OK, it’s confession time: I haven’t even been in my house for a full two years yet, and it’s already time for a decluttering session. Maybe part of it was moving into a place that didn’t need much work (oh I know, poor me!). When we moved in, my husband and I just got unpacked and settled as soon as we could without putting a lot of thought into how to organize our stuff. On the flip side, it could be the boxes we never unpacked in the move before last, which we just trucked along to our next place where storage was much more plentiful than before. But Amanda Sullivan, author of Organized Enough: The Anti-Perfectionist’s Guide to Getting—and Staying—Organized (De Capo, 2017), would probably point to her belief that pretty much everyone needs to incorporate the habit of continually of decluttering into our daily lives.

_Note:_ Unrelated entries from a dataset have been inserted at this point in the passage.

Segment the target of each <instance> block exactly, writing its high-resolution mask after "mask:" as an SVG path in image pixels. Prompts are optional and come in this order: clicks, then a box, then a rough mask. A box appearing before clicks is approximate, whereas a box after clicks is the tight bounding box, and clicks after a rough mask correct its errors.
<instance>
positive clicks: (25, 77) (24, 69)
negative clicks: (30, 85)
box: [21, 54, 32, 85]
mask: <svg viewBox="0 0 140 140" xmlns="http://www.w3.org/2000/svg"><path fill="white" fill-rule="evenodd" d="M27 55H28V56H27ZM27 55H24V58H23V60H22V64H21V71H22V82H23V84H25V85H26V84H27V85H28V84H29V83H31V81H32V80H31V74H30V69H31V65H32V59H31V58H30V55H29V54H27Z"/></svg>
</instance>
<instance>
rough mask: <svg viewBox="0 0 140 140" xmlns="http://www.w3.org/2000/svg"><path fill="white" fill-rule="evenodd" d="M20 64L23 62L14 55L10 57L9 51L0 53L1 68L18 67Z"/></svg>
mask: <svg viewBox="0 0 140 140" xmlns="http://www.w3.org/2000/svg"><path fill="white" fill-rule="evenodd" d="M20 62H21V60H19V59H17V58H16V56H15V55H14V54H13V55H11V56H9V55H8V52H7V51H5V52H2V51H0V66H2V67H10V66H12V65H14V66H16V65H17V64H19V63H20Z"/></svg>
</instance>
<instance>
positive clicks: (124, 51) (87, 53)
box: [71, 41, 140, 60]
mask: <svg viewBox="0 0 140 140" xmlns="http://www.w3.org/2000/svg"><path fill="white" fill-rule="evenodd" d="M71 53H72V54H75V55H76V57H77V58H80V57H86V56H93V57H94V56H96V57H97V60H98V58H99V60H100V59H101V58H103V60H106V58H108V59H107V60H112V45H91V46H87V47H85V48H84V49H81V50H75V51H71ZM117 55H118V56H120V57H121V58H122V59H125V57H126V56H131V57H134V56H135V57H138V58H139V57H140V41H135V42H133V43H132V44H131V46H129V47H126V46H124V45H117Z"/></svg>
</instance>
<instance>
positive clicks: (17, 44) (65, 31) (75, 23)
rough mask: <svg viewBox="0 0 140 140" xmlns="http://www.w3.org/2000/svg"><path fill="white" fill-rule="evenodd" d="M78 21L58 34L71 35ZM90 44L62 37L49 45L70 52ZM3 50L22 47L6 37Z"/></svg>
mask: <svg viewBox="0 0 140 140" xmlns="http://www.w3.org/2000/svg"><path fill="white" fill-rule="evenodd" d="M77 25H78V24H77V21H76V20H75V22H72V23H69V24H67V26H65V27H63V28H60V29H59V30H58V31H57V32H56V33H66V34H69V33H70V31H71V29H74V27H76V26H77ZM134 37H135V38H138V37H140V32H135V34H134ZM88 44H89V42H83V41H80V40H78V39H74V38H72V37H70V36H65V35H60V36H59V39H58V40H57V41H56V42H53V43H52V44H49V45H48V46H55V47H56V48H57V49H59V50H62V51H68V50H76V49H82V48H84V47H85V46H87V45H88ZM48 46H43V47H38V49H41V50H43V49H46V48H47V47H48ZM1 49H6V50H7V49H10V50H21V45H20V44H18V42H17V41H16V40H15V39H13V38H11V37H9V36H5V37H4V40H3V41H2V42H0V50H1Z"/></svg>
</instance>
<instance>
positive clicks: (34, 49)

“Your home is a living, breathing thing, like a garden. You must constantly weed and winnow items because, with no effort on your part, it will always be growing,” she writes, suggesting readers keep a dedicated bag or box for getting rid of unneeded items.

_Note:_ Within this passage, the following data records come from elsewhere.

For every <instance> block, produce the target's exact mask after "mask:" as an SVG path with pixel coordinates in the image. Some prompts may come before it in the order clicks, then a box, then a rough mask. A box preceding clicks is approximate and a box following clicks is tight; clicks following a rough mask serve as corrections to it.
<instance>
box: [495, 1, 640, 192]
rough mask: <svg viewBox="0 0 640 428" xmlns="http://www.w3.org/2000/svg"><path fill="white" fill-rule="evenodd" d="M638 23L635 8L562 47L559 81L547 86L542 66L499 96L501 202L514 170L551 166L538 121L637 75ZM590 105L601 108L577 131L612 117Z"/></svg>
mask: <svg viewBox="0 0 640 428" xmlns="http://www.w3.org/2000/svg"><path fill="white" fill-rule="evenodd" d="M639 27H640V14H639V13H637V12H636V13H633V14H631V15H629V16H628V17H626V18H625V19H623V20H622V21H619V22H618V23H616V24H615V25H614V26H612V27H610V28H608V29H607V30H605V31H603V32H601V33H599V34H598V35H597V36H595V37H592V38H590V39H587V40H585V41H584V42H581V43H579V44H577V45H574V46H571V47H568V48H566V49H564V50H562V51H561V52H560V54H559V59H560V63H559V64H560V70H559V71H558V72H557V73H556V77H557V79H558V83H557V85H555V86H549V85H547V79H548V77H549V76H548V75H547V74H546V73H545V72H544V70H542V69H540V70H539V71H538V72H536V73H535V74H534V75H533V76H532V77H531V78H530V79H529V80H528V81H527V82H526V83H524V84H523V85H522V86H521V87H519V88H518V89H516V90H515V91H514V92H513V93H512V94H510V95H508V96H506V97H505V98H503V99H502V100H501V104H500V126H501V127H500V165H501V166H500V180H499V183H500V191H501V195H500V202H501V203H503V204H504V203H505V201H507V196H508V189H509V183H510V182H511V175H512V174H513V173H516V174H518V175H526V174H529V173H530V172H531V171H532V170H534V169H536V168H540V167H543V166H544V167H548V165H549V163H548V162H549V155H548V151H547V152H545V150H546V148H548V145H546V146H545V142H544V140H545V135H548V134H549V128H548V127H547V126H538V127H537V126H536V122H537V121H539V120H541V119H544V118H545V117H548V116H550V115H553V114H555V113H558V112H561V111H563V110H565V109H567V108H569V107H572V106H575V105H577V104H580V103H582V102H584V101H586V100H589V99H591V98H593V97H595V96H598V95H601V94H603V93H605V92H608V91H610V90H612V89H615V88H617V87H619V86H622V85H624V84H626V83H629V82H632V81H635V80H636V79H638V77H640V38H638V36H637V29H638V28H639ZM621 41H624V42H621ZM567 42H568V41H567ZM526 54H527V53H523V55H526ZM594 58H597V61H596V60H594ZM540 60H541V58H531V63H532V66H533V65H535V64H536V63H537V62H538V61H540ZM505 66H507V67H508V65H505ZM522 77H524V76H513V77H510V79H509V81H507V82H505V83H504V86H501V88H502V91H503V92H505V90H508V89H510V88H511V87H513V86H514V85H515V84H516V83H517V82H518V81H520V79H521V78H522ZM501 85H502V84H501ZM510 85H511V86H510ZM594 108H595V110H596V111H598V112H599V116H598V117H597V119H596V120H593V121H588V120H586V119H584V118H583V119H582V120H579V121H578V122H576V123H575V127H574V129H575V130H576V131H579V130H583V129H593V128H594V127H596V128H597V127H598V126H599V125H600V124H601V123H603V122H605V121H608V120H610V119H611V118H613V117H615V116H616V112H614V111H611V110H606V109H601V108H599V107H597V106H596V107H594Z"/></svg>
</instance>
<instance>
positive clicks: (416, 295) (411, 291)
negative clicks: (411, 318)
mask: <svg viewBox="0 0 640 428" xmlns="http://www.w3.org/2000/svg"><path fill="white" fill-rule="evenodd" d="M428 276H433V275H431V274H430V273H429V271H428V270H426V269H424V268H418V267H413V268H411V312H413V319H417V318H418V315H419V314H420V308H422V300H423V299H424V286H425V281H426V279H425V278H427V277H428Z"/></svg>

But what if you’re dealing with sellers who haven’t employed this trick and have years of built-up reservoirs they need to purge before putting their home on the market? Honestly, I’d recommend picking up a copy of this book for them. I was only a few minutes in when I was inspired to go home and tackle my closet.
Despite being the owner of the intimidatingly titled professional organizer/coaching business The Perfect Daughter, Sullivan is exceedingly nonjudgemental and concentrates her advice on making homes livable, rather than immaculate. Indeed, Organized Enough hangs on the principle of FLOW:
- Forgive yourself. “Having a disorganized home does not mean you’re sick or dysfunctional,” Sullivan assures readers.
- Let stuff go. She suggests beginning with with the easy stuff (which is why I’m headed to the closet and not those unpacked boxes in the basement) that will make the greatest visual impact.
- Organize what’s left. Don’t head to the Container Store until you’ve accomplished the above steps! You have to take stock before you know what you need.
- Weed constantly (addressed above).
So keep this one in your back pocket for clients, but I’d also suggest real estate pros read this book on their own. The chapter on seeing one’s home as a stranger is particularly helpful for industry insiders such as yourselves. Sullivan also includes tips to motivate specific types of people (photo journaling or Pinterest boards for the visual learners, using a notebook to craft a narrative of change for the storytellers, questions to ask for those who prefer to talk it out interpersonally, etc.).
Here are three ideas from Organized Enough you can use to help your sellers who need some organizational assistance.
- Ask sellers to take you on a tour, pointing out where they see systems as working and where they aren’t. Meanwhile, take note of places where random things are being squirreled away, spaces aren’t being used to their full potential, or where dust might be gathering. These are spots that can easily be targeted first. Sullivan also suggests looking at spaces through mirrors and photography to help bring a fresh perspective.
- Connect clients with practical solutions for letting go. Put together a handout or resource page on your website that includes contact information, drop-off times, and details about what kinds of donations different charities in your area will accept. Some may even offer free curbside pick-up. Gather a list of links to local groups where neighbors give away or sell used goods (Nextdoor, Freecycle, Facebook parent groups, etc.). Also, find out what the rules are in your area for how to dispose of certain items such as electronics or paint.
- Help them recognize the source of their clutter. Sullivan notes that most overstuffed homes can be traced back to fear. She goes over the different anxieties that feed into this in detail, which can be very helpful to getting to the root of the problem and closer to a lasting solution. In fact, some your clients might be highly organized people who let the ideal of perfection become the enemy of “good enough.”